After variously fighting off or succumbing to a motley selection of tribes and kingdoms, you end up in the Byzantine Empire, before being knocked around for several more centuries by Slavs, Venetian and Ottomans. You do get to become part of Montenegro in 1878, though unfortunately only by being liberated – oh all right then, blown up – by heavy Montenegrin artillery. And to cap it all, anything that is left standing is then given another good going over by a devastating earthquake in 1979.
That would explain the ruins then. And why there’s a modern city of Bar, down on the coast, where everyone actually now lives.
In Stari Bar – or ‘Old Bar’ – things are stirring
But up in Bar – now known as Stari Bar, or ‘Old Bar’ – things are stirring. Within the encircling walls and battlements of the old town, tourists now wander the tree-shaded cobbled alleys and streets, peering into collapsed buildings and clambering across piles of rubble that once were houses, shops, churches and mosques.
The Montenegrin Pompeii, some call it, and there’s certainly a superficial resemblance. Crumbling houses facing streets that go nowhere; sketchy foundations and floor plans that refuse to give up their mystery; wild flowers spreading through heaped stones; empty windows framing isolated walls and distant views. Candles outside a restored church flicker in the gentle hillside breeze, and red-faced visitors sit under the shade of ancient trees that have been allowed to spread and grow in the shattered spaces.
The Montenegrin Pompeii?
Unlike Pompeii, however, there’s no sense that life just stopped moments ago. No embalmed lovers entwined; no ancient graffitied shop counters; no surviving mosaics, frescoes or adornments. The town was comprehensively flattened and it’s hard to make sense of the vine-clad ruins and broken buildings, though some have been reconstructed and others have simple explanations attached. Paths and signs point you round the site, while climbing to the fortress walls gives you grandstand views down to the modern city of Bar and the sparkling sea beyond.
Aside from a small museum and a restored building or two, there’s no development inside the walls, though outside is a different matter. The steep street up from the taxi stand and bus stop is lined with souvenir stands, cafés and restaurants. Modern Bar – way below – is creeping back up, as the descendants of those who abandoned the old town in the first place realise that there are pickings to be had from the increasing number of tourists. It’s still on a fairly manageable scale, and largely good humoured, though again – ask Kotor or Dubrovnik – it’s surely only a matter of time before garden bars sprout within the walls and enterprising entrepreneurs turn battered buildings into boutique B&Bs.
For now though, despite the continual daily influx of visitors through the grand fortified gate, it’s still possible to escape the crowds.

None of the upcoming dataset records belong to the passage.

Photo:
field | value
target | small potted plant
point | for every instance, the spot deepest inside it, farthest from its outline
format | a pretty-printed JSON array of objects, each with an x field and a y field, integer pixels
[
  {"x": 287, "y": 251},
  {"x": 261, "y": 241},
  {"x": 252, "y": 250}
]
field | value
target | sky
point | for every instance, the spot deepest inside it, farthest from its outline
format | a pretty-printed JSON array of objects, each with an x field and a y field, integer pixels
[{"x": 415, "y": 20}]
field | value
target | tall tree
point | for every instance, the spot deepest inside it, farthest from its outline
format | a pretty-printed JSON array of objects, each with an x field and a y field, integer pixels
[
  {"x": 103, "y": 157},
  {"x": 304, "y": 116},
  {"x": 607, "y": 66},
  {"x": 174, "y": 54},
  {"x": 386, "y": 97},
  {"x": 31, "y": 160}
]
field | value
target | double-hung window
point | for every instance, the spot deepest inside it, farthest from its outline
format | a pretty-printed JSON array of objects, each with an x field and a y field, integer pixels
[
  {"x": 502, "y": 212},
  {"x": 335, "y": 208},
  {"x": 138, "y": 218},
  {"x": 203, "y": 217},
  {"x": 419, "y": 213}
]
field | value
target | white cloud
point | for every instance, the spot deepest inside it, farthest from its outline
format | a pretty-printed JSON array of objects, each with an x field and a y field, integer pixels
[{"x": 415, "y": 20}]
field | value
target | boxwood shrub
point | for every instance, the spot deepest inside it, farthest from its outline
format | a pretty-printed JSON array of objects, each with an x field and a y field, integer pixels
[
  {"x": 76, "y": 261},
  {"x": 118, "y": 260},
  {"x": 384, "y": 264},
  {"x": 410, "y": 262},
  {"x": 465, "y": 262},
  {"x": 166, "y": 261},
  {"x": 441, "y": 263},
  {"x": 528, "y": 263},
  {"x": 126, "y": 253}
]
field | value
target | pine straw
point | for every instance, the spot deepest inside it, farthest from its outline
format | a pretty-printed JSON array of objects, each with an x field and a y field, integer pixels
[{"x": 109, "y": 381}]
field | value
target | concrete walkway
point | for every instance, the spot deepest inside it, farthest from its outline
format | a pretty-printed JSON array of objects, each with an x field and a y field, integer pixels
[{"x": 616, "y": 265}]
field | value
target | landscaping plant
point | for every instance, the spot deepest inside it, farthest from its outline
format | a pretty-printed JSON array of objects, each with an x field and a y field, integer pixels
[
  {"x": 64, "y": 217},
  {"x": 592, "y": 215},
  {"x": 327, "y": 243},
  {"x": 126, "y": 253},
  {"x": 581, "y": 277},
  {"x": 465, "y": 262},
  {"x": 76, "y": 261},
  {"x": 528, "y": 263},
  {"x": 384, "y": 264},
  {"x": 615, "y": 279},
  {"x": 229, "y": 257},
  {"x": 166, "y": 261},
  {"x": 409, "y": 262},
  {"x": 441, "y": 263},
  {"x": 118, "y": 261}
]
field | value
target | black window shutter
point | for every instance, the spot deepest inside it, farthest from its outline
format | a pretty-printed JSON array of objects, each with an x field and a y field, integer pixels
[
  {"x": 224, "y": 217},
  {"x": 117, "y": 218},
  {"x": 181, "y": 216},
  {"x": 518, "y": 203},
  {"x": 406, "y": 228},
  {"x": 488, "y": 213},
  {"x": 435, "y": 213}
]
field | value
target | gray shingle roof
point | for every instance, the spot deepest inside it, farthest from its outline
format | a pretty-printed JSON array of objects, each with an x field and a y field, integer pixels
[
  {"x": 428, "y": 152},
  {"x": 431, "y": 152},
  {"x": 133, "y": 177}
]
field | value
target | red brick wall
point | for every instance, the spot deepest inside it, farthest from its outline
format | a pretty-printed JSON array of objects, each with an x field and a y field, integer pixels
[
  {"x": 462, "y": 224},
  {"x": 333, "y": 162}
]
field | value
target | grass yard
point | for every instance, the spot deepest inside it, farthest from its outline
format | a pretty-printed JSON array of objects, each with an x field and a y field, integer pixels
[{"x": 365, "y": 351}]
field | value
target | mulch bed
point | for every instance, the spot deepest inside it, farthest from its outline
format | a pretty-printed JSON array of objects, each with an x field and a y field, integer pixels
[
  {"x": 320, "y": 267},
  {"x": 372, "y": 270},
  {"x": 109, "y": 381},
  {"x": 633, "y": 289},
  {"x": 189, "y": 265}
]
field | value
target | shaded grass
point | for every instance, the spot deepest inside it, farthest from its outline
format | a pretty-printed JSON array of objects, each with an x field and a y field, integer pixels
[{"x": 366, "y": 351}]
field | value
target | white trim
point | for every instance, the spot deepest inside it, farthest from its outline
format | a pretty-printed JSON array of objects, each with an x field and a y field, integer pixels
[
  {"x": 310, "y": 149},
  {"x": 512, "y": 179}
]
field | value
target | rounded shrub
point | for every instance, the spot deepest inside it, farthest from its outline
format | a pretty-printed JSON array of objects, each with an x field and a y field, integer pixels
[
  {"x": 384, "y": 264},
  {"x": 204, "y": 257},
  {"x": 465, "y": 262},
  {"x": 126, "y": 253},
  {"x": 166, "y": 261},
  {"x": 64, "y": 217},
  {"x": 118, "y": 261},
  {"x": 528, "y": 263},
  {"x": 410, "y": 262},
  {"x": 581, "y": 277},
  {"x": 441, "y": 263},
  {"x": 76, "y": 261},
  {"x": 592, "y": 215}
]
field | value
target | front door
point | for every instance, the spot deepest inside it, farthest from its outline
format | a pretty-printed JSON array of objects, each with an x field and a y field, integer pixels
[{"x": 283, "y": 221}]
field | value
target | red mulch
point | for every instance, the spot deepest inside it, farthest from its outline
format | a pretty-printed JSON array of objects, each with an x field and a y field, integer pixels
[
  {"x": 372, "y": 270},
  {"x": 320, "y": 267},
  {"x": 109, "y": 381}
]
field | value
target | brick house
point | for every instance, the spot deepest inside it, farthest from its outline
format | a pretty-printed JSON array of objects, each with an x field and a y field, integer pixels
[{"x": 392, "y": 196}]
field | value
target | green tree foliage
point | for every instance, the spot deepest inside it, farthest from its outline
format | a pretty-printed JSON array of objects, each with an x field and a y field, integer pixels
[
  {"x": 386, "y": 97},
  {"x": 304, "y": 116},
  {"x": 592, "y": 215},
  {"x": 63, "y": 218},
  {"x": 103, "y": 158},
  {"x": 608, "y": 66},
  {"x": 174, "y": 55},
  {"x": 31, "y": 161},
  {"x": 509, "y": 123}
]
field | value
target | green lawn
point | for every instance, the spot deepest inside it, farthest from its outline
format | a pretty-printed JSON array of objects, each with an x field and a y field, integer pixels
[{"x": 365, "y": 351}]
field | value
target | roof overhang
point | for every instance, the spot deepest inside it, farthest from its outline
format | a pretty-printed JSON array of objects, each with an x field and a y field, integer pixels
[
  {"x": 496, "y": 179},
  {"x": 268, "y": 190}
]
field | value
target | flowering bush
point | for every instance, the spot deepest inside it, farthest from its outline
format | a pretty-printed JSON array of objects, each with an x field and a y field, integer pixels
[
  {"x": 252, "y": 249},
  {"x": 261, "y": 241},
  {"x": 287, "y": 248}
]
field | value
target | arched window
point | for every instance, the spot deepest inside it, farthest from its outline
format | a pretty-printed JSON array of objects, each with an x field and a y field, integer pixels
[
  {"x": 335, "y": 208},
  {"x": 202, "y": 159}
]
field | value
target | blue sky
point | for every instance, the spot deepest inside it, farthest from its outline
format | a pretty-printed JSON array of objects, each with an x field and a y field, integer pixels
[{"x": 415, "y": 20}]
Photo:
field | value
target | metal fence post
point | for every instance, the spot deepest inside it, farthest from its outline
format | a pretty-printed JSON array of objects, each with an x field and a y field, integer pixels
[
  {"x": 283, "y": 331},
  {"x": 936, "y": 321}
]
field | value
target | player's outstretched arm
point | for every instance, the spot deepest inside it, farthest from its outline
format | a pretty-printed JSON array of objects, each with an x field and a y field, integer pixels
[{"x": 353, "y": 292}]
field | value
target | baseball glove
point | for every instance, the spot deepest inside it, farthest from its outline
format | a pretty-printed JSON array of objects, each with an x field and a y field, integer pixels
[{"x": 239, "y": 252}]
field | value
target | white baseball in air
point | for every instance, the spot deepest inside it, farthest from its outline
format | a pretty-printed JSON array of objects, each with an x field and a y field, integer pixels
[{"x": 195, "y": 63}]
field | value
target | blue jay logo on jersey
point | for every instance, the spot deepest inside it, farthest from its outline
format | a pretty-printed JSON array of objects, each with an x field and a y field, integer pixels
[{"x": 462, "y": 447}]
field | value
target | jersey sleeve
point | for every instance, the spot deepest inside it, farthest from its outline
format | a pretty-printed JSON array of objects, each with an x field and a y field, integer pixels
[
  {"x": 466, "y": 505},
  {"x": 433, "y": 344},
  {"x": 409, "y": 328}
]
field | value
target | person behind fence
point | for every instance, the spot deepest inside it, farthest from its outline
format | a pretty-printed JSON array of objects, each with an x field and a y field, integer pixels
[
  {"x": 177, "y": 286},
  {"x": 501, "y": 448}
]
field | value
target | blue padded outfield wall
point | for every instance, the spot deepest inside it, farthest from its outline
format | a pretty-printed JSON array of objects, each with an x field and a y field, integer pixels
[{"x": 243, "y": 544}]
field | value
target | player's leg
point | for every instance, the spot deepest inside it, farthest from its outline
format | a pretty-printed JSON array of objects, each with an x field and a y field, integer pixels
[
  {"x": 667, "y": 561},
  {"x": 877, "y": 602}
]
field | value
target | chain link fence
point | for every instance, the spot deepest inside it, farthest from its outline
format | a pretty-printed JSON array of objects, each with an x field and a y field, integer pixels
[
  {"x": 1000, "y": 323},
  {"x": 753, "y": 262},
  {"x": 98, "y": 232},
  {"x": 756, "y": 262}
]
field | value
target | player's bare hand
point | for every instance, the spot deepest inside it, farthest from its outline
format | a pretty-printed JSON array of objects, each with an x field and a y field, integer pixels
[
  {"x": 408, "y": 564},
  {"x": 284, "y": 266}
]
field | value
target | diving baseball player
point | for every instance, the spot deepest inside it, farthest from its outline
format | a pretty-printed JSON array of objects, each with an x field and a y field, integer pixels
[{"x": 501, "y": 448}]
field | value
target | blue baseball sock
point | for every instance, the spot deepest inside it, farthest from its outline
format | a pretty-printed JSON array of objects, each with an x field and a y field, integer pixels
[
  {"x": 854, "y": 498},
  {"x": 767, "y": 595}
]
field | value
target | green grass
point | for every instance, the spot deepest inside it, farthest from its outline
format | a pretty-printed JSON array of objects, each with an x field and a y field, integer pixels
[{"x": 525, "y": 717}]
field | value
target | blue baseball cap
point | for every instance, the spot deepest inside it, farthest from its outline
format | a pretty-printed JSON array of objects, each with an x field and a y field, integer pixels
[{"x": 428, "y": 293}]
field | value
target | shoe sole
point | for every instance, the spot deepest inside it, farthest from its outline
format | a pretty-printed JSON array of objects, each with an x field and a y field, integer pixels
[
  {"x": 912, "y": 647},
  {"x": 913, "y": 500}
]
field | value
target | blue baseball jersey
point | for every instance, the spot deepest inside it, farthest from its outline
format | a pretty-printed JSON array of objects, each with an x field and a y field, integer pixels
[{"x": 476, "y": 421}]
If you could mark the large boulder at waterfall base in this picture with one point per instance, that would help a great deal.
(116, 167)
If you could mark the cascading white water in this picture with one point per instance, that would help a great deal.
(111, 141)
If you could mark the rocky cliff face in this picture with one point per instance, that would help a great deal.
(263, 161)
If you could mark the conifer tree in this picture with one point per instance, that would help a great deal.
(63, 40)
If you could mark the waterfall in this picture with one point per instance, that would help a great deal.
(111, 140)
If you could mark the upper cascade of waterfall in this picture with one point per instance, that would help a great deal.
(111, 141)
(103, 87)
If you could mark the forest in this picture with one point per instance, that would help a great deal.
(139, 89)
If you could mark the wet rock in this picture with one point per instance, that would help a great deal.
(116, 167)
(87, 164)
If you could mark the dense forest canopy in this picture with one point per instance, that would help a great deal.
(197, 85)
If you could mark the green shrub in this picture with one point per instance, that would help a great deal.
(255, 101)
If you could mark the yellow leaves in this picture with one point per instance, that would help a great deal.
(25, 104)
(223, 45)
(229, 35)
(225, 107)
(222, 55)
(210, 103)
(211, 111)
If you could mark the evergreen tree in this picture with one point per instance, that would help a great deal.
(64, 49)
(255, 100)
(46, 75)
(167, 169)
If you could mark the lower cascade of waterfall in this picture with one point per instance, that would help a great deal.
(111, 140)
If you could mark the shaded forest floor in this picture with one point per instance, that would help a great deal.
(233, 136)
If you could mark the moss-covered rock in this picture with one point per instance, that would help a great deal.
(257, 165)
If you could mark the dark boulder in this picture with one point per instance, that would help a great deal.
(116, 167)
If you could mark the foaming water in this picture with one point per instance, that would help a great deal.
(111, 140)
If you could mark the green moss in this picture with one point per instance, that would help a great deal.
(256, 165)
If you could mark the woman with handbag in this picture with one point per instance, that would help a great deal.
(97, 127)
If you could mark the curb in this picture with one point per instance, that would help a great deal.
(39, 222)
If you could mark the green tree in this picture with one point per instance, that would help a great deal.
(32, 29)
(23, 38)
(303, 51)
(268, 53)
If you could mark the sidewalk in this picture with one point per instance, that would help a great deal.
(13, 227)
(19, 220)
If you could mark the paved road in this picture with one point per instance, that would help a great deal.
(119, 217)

Move away from the pinch points, explore beyond the main streets, peer into roofless rooms and clamber into hidden chambers – it’s here that you can really lose yourself among the whispers and memories of the Lost City of Stari Bar.
WATCH THE VIDEO! Join me on a day out in the ruined city of Stari Bar, Montenegro.
Need to know – Stari Bar
Bar itself is on the coast, around 50km south of the capital of Montenegro, Podgorica. You certainly don’t need to stay in the undistinguished modern city of Bar to see the old town – the whole thing is an easy day trip, just an hour by train or bus from Podgorica to Bar (around €5 return).
Stari Bar is 4km out of Bar, up in the hills, and while there is an hourly bus (€1 each way, from Bar’s train or bus station), it’s a whole lot easier and quicker just to jump in a taxi outside either station. You can try haggling, but it’s basically €5 each way and you’ll be dropped off right by the main gate. If you’d rather catch the bus back to the station, just walk 5 minutes down the steep hill outside the main gate and the bus stop is right at the bottom.
Entrance to Stari Bar is another €2, paid at a hut just inside the main gate.
There are several cafés and restaurants on the steep hill outside the old town, and they are serve fairly similar menus at fairly similar prices. The nicest place I found is Kaldrma, which has a pretty vine-covered terrace and a wide range of traditional dishes – such as baked garlic aubergine, roast lamb, and stuffed vine leaves. Quite a lot of the menu is veggie-friendly and it’s a really pleasant place for lunch.